Page MenuHomePhabricator

Null or inconsistent search results using Khmer script
Closed, ResolvedPublic

Description

This idea was submitted to the current Inspire Campaign focused on new readers detailing an issue related to an inability for users in Cambodia to search Wikipedia using their native written language, Khmer. Here in an excerpt from the idea page itself (bolded text is from me) describing the issue in more detail:

For example, a word meaning 'eat' is: ញ៉ាំ pronounced nyarm.
It can be written with the following keystrokes. Note that the script on the left looks the same regardless. Note also that uppercass is achieved by SHIFT + keystroke, so the symbol " is created by SHIFT + '
ញ៉ាំ J"am -- Note that only this first spelling gets any results on Wikipedia, for the definition in the sister project Wikitionary.
ញុាំ JuaM
ញាុំ JauM
ញំុា JMua
ញំាុ JMau
Even though the scripts on the left look the same, if they are pasted into Wikipedia Search as a search terms, each version will generate completely different results. I am guessing that this is because Wikipedia indexes and searches based on the unicode sequence, not the resulting script.

To provide some concrete examples with links to search results on on Khmer Wikipedia (km.wikipeida.org):

  • Search using ញ៉ាំ (one way to write the word for "eat"): search 1, providing appropriate results
  • Search using ញាុំ (another way to write the word for "eat"): search 2, providing one search result not relevant to the meaning of the search term
  • Search using ញំាុ (another way to write the word for "eat"): search 3, a null result.

Event Timeline

Adding Trey (@TJones) to this task in case any related search work might be useful in ascertaining the cause of the problem or what approaches might help address it.

Screenshot of the task description of this very task; Firefox 58 on Fedora 27:

Screenshot from 2018-01-25 18-45-42.png (293×342 px, 25 KB)

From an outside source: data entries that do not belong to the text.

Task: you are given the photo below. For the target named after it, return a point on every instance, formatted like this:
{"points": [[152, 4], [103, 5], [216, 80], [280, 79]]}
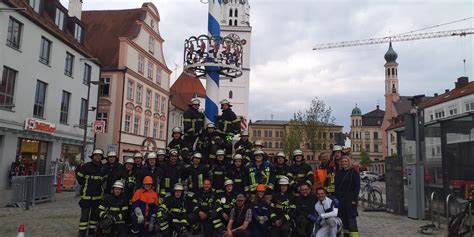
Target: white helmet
{"points": [[284, 181], [220, 152], [118, 184], [228, 182], [151, 155]]}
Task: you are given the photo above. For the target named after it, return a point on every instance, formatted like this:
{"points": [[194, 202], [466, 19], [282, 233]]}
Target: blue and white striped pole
{"points": [[212, 77]]}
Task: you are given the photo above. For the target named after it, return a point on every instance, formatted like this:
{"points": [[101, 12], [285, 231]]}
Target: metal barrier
{"points": [[29, 190]]}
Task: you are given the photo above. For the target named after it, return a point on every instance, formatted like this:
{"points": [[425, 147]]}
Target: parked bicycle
{"points": [[370, 196], [460, 224]]}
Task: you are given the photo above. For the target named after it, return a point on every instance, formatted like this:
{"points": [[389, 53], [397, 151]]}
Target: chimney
{"points": [[462, 81], [75, 8]]}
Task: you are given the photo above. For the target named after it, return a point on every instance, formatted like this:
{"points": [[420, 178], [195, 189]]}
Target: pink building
{"points": [[133, 99]]}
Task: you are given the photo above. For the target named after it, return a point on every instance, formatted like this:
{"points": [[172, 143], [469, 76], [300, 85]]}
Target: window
{"points": [[40, 99], [14, 33], [87, 74], [157, 103], [148, 98], [63, 117], [7, 88], [35, 4], [104, 86], [162, 132], [69, 64], [136, 125], [151, 67], [128, 119], [59, 20], [103, 116], [82, 116], [45, 52], [130, 90], [155, 130], [138, 97], [147, 127], [158, 74], [78, 33], [151, 45], [141, 64]]}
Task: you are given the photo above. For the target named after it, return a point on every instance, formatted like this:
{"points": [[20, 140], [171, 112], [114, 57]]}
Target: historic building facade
{"points": [[134, 97]]}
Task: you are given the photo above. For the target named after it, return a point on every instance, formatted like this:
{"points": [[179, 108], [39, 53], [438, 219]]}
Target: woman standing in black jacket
{"points": [[347, 192]]}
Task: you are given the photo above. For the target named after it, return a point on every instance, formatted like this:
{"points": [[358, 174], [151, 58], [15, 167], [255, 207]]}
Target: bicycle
{"points": [[459, 224], [371, 196]]}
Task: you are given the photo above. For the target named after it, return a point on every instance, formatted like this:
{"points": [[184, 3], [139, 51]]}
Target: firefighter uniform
{"points": [[91, 176], [113, 213]]}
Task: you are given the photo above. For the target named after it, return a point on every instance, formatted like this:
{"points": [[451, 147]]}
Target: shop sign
{"points": [[39, 126]]}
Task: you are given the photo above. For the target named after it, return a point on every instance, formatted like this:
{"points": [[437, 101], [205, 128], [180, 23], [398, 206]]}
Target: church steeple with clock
{"points": [[235, 23]]}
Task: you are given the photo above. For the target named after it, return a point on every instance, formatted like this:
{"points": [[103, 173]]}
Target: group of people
{"points": [[202, 184]]}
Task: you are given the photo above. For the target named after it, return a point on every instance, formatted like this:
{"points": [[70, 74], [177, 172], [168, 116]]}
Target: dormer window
{"points": [[59, 19], [35, 4], [78, 33]]}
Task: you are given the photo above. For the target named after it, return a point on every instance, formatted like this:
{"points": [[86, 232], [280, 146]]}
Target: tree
{"points": [[315, 121], [364, 159]]}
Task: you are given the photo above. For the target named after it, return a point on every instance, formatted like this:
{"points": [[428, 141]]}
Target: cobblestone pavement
{"points": [[61, 218]]}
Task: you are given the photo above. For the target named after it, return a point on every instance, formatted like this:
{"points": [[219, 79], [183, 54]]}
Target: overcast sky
{"points": [[286, 74]]}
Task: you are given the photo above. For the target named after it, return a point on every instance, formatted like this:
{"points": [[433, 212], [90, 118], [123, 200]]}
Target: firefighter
{"points": [[239, 175], [177, 143], [154, 171], [91, 176], [129, 178], [261, 172], [304, 203], [196, 173], [114, 211], [114, 170], [240, 218], [300, 172], [161, 154], [144, 208], [283, 210], [193, 121], [207, 212], [208, 144], [281, 168], [261, 211], [174, 172], [139, 169], [244, 147], [172, 213], [227, 200], [228, 125], [219, 171]]}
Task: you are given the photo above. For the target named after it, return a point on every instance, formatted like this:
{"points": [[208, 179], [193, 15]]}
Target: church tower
{"points": [[235, 22], [391, 93]]}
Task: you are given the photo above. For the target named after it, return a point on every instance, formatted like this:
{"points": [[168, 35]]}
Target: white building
{"points": [[44, 86], [235, 22]]}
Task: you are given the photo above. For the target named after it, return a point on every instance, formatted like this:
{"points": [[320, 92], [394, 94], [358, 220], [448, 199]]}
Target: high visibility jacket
{"points": [[114, 173], [91, 177], [196, 176], [193, 122], [240, 177], [147, 201], [283, 207], [228, 122], [218, 175], [261, 174], [173, 173], [116, 206]]}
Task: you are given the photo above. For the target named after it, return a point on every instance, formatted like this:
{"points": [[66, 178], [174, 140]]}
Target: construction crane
{"points": [[395, 38]]}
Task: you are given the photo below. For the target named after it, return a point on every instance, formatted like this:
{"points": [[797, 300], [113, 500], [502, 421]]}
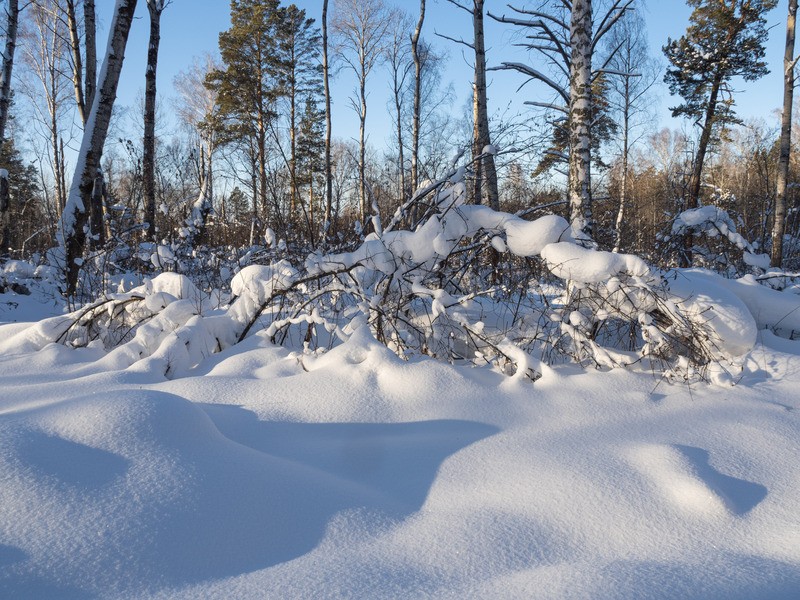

Developer Tools output for <p> element in the "Fonts" section says (apart from "Lato" font for Latin script):

Khmer OS System system
Used as: "Khmer OS System"

$:acko\> rpm -qa | grep khmer
khmeros-fonts-common-5.0-23.fc27.noarch
khmeros-base-fonts-5.0-23.fc27.noarch

Yeah, this is definitely relevant to CirrusSearch. I did a quick review of the Wikipedia page on the Khmer script, and dug into one of the sources (Huffman), and "dictionary order" is... complicated. By chance I happened to be sitting 10 feet from @Aklapper when he commented on this, and on his computer they do all look the same (see screenshot above). On my computer (Mac, with a few Khmer fonts installed), they look different!

Screen Shot 2018-01-25 at 6.45.46 PM.png (185×138 px, 15 KB)

The Google Noto Khmer fonts do even weirder things, like it doesn't accept some of the orderings and so doesn't combine the characters:

Screen Shot 2018-01-25 at 6.49.35 PM.png (203×202 px, 22 KB)

The solution, if people writing in Khmer do not use any canonical ordering to the characters, would be to re-order them according to some standard and indexing/searching with that. That is very much complicated by the fact that Khmer doesn't require spaces between words. This seems to be more than we can handle straightforwardly. I'll look to see if there are any good tools out there.

I'm on OS X 10.10.5, and I've discovered that the rendering of Khmer script varies by font, but even more so the support for the advanced properties of Khmer fonts varies widely by application.

I found and installed the "khmeros" fonts @Aklapper has (thanks!!), which can be found here.

In TextEdit various fonts look like this (click for larger images):

Screen Shot 2018-01-26 at 11.06.46 AM.png (270×711 px, 50 KB)

While in Chrome they looks like this:

Screen Shot 2018-01-26 at 11.06.33 AM.png (473×863 px, 74 KB)

Firefox looks more or less like Chrome, but with poorer line spacing. Safari looks like TextEdit, and both are unusable.

The Google Noto fonts do reasonably well, but the "au" order isn't rendered quite right, while the "ua" order is. The Khmer OS fonts look good.

So, anyone who is not already familiar with Khmer computing should find some combination of fonts and applications that allows them to render the examples above correctly. For OS X, the Khmer OS fonts and Chrome seem to do the right thing (and after disabling the fonts that don't work, Phab is now showing things correctly!!).

(Not any closer to a solution, but at least now I have a better handle on the problem.)

Might the solution be as simple as implementing a Khmer spell checker in the contribution text area of the wiki that detects Khmer script. And also a Khmer spell checker in the search box?

Even a spell checker of average quality might be better than none.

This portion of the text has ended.